Exploring the ebuild system

Enter the ebuild system

I've really been looking forward to this third and final Bash by example article, because now that we've already covered bash programming fundamentals in Part 1 and Part 2, we can focus on more advanced topics, like bash application development and program design. For this article, I will give you a good dose of practical, real-world bash development experience by presenting a project that I've spent many hours coding and refining: the Gentoo Linux ebuild system.

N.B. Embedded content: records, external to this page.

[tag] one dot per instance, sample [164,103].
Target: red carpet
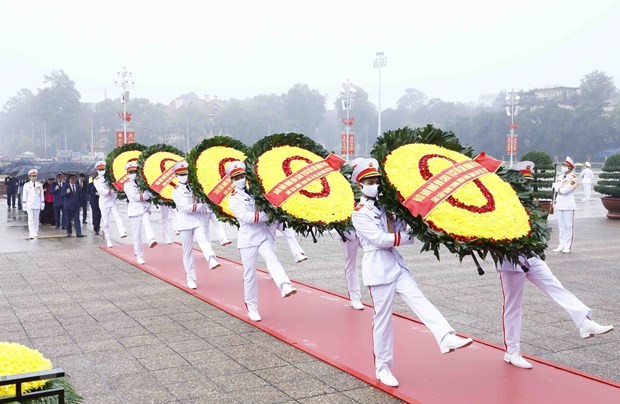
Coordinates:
[322,324]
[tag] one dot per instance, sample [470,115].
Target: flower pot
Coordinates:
[613,207]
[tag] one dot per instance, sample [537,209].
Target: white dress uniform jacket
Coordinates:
[253,227]
[138,201]
[107,194]
[565,187]
[381,263]
[32,196]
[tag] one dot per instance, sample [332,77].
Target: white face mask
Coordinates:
[370,191]
[240,183]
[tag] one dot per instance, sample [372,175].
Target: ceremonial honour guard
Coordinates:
[385,273]
[33,202]
[139,211]
[513,278]
[189,223]
[107,204]
[565,205]
[255,238]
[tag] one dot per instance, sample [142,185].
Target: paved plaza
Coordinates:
[125,336]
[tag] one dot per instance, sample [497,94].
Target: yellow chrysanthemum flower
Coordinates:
[325,201]
[210,169]
[16,359]
[486,208]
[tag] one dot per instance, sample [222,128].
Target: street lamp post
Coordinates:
[512,109]
[124,80]
[347,94]
[379,62]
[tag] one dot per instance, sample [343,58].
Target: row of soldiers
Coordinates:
[377,232]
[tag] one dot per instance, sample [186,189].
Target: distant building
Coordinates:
[563,97]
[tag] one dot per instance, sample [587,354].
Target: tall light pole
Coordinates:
[512,109]
[124,80]
[347,93]
[379,62]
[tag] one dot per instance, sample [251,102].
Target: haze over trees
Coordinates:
[54,118]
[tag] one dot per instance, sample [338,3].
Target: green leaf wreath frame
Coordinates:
[303,227]
[110,159]
[141,179]
[533,244]
[192,157]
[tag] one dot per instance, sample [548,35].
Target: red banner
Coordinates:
[120,184]
[164,179]
[440,186]
[515,139]
[221,190]
[302,178]
[120,138]
[351,149]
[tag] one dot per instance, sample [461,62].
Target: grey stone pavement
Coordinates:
[125,336]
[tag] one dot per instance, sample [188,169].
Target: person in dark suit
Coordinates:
[84,196]
[11,190]
[59,201]
[93,197]
[72,195]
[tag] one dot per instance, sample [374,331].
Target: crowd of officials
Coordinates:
[66,199]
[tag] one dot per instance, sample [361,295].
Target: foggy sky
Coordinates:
[452,50]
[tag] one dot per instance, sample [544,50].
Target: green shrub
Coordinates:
[544,173]
[609,180]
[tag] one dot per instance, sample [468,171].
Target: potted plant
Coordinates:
[609,184]
[544,175]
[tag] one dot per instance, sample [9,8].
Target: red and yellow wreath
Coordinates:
[300,183]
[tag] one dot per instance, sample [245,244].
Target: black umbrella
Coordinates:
[50,170]
[13,167]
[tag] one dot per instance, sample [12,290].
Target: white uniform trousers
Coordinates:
[383,299]
[165,215]
[587,189]
[218,227]
[512,289]
[33,222]
[187,238]
[106,215]
[136,225]
[349,249]
[291,239]
[267,251]
[566,227]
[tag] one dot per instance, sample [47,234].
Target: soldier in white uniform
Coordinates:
[33,202]
[565,205]
[189,223]
[107,204]
[255,238]
[586,180]
[512,278]
[385,273]
[350,246]
[139,212]
[165,222]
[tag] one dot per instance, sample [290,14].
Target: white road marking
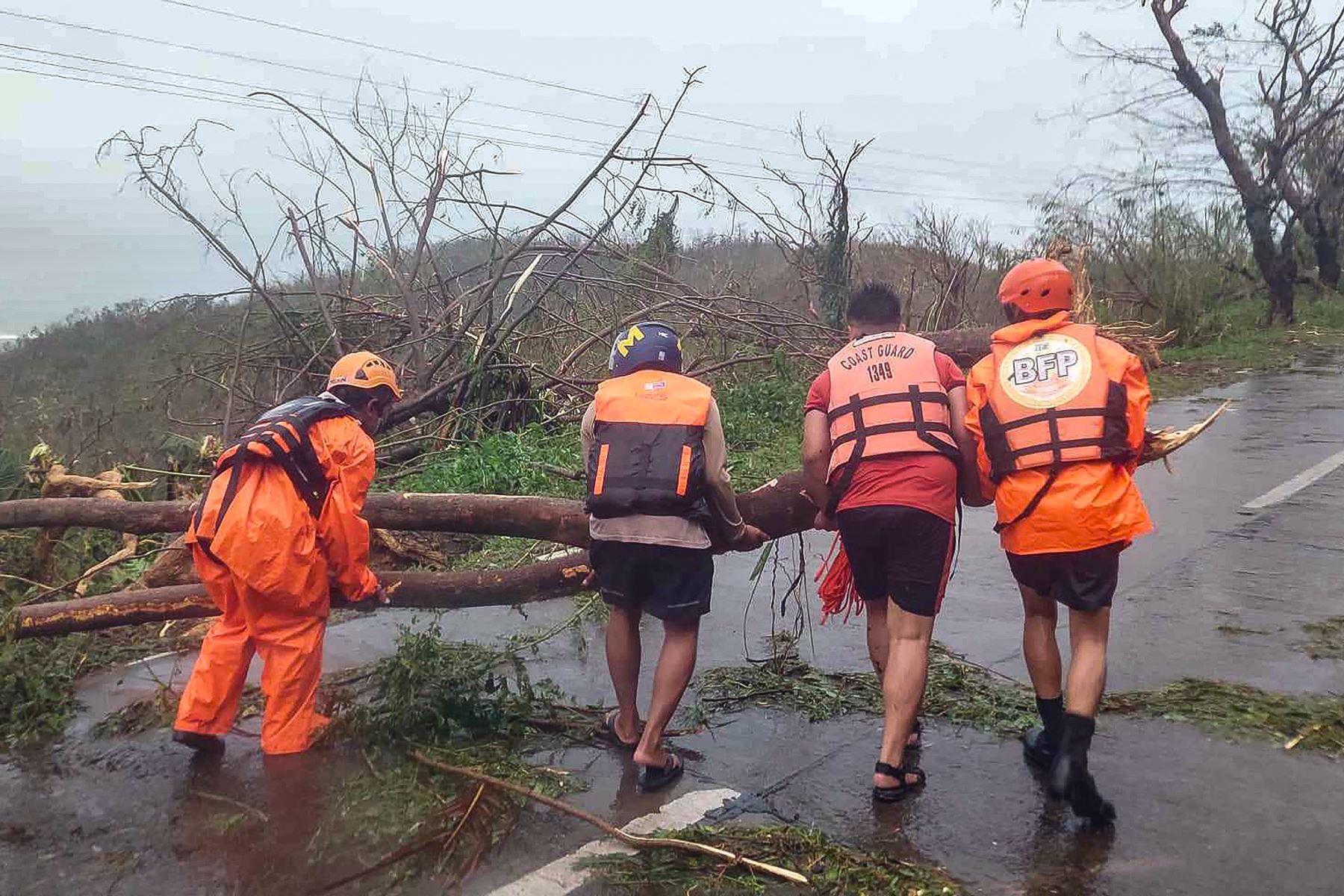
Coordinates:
[564,876]
[1296,484]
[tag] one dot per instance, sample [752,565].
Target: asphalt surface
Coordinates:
[1218,593]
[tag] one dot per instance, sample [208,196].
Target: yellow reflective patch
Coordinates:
[628,343]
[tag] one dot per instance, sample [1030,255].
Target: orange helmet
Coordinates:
[1038,285]
[364,370]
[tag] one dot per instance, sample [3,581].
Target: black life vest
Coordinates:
[648,447]
[281,437]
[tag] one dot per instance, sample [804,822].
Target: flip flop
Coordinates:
[897,791]
[653,778]
[606,729]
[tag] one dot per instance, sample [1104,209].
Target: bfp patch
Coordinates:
[1048,371]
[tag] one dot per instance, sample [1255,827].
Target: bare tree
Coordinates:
[813,228]
[494,312]
[952,254]
[1263,132]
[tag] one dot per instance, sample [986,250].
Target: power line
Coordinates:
[507,75]
[871,186]
[609,125]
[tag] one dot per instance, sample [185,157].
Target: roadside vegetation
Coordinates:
[961,692]
[833,868]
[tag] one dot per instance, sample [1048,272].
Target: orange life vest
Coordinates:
[648,447]
[1051,403]
[886,398]
[280,437]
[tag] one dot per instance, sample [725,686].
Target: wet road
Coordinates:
[1216,593]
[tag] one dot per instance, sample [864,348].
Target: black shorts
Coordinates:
[1078,579]
[670,583]
[898,553]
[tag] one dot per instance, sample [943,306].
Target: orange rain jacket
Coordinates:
[270,566]
[1092,503]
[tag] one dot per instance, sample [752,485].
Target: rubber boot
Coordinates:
[1041,743]
[1068,777]
[199,742]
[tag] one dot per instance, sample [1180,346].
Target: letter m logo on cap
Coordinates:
[628,343]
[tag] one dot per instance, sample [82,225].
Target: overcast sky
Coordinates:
[956,93]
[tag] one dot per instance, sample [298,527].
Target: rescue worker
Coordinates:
[276,531]
[658,481]
[1058,414]
[883,444]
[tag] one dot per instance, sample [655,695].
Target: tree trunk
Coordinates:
[1327,245]
[437,590]
[779,507]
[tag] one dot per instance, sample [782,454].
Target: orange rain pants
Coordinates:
[290,648]
[268,564]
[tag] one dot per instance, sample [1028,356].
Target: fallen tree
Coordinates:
[780,508]
[440,590]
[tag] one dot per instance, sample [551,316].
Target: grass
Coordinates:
[762,425]
[967,695]
[1241,344]
[833,868]
[505,464]
[959,692]
[1308,722]
[1324,638]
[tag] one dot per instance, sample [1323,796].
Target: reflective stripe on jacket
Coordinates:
[648,448]
[1051,402]
[887,398]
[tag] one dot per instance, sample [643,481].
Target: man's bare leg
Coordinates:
[676,665]
[623,662]
[902,687]
[880,637]
[1041,650]
[1089,635]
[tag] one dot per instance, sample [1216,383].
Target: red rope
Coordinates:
[836,585]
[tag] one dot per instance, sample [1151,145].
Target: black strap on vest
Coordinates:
[915,398]
[293,453]
[1113,444]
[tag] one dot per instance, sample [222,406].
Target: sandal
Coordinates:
[898,791]
[606,731]
[653,778]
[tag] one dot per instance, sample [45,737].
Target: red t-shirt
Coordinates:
[921,481]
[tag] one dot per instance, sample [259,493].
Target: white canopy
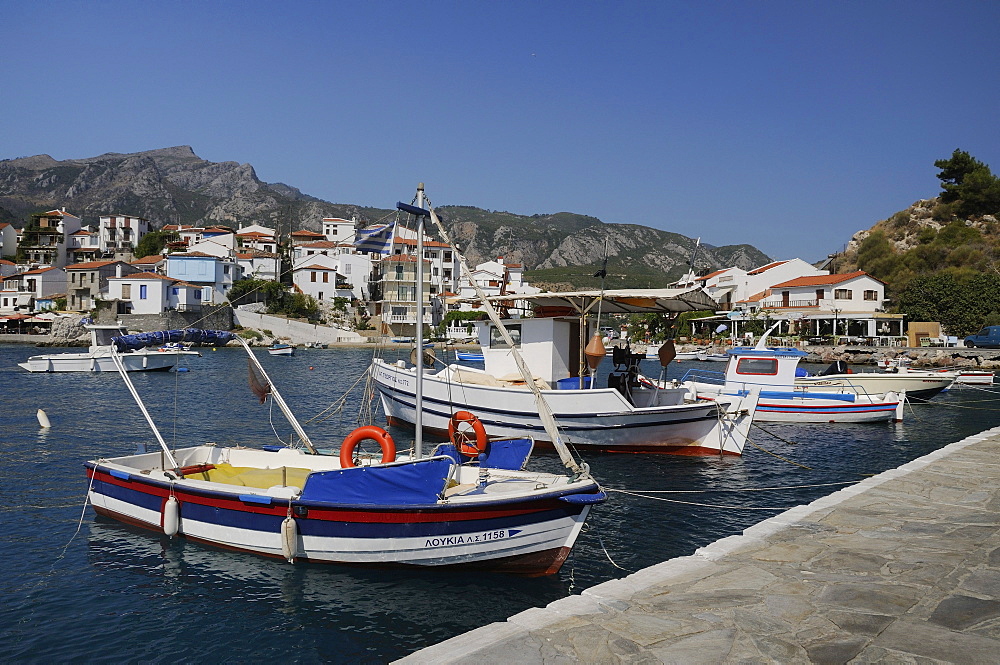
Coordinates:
[623,301]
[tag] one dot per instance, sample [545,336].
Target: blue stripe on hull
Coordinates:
[271,523]
[484,413]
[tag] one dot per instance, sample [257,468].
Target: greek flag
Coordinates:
[376,239]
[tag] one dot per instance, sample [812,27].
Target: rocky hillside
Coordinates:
[175,186]
[925,239]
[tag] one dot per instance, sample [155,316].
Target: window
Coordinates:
[497,342]
[757,366]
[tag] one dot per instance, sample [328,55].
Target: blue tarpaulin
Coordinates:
[412,483]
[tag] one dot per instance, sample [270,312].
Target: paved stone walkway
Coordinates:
[903,567]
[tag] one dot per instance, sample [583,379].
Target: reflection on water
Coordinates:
[126,594]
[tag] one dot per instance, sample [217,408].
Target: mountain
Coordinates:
[175,186]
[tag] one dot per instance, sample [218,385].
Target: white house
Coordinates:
[44,240]
[83,246]
[844,306]
[732,285]
[339,230]
[8,240]
[119,234]
[256,264]
[150,293]
[214,275]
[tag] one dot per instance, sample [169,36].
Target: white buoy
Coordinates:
[171,516]
[289,539]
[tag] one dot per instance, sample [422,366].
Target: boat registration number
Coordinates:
[488,536]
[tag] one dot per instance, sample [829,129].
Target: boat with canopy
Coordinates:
[464,504]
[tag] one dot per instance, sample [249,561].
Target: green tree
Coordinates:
[968,183]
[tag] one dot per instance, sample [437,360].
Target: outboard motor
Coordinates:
[625,375]
[837,367]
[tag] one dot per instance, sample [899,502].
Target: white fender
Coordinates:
[289,539]
[171,516]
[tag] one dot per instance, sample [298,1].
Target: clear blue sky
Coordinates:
[787,125]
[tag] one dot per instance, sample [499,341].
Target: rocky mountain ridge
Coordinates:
[175,186]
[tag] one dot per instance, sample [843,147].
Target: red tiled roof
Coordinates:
[757,271]
[427,243]
[91,265]
[819,280]
[321,244]
[316,267]
[711,275]
[144,275]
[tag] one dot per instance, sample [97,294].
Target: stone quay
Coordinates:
[903,567]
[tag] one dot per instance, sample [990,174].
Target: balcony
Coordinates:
[788,304]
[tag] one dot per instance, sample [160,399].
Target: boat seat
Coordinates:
[253,477]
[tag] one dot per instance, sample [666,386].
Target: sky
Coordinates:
[785,125]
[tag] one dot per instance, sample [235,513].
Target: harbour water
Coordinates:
[78,587]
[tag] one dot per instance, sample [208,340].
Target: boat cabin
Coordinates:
[551,347]
[753,366]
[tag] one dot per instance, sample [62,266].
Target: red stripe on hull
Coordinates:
[654,449]
[535,564]
[373,516]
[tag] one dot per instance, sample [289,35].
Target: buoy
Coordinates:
[289,539]
[171,516]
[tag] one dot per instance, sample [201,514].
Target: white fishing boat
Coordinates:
[466,504]
[772,371]
[153,356]
[917,384]
[962,376]
[628,415]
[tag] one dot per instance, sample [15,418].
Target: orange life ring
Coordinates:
[377,434]
[462,438]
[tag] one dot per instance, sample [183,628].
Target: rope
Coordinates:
[783,459]
[746,489]
[694,503]
[769,433]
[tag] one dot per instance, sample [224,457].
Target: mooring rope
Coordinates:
[695,503]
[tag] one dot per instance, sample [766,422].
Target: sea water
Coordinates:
[81,588]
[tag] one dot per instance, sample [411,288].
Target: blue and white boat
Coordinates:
[471,503]
[773,371]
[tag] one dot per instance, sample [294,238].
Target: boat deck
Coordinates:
[902,567]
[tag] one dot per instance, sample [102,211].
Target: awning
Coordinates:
[624,301]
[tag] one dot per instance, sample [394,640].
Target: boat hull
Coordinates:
[916,385]
[529,537]
[139,361]
[598,420]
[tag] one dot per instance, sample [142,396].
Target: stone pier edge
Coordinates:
[613,594]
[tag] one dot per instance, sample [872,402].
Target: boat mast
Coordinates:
[418,440]
[544,410]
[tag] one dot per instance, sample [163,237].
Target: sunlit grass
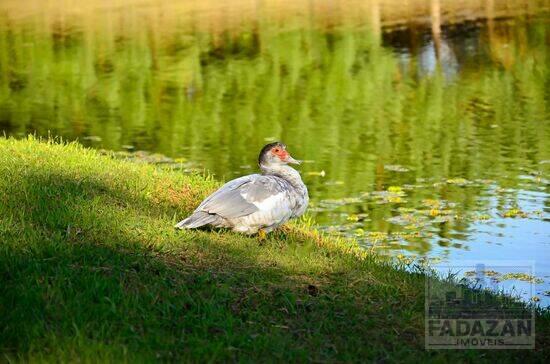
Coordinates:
[92,270]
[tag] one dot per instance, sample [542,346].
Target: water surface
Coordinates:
[419,146]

As the creator of Gentoo Linux and the guy behind Funtoo Linux, one of my primary responsibilities is to make sure that all of the operating system packages (similar to RPM packages) are created properly and work together. As you probably know, a standard Linux system is not composed of a single unified source tree (like BSD), but is actually made up of about 25+ core packages that work together. Some of the packages include:


PackageDescription
linuxThe actual kernel
util-linuxA collection of miscellaneous Linux-related programs
e2fsprogsA collection of ext2 filesystem-related utilities
glibcThe GNU C library
</div>
Note

Gentoo fans: the original text above used to say "I'm the chief architect of Gentoo Linux, a next-generation Linux OS currently in beta. One of my primary responsibilities is to make sure that all of the binary packages (similar to RPM packages) are created properly and work together." This is noteworthy due to the fact that the initial focus of Gentoo was to provide working binary packages.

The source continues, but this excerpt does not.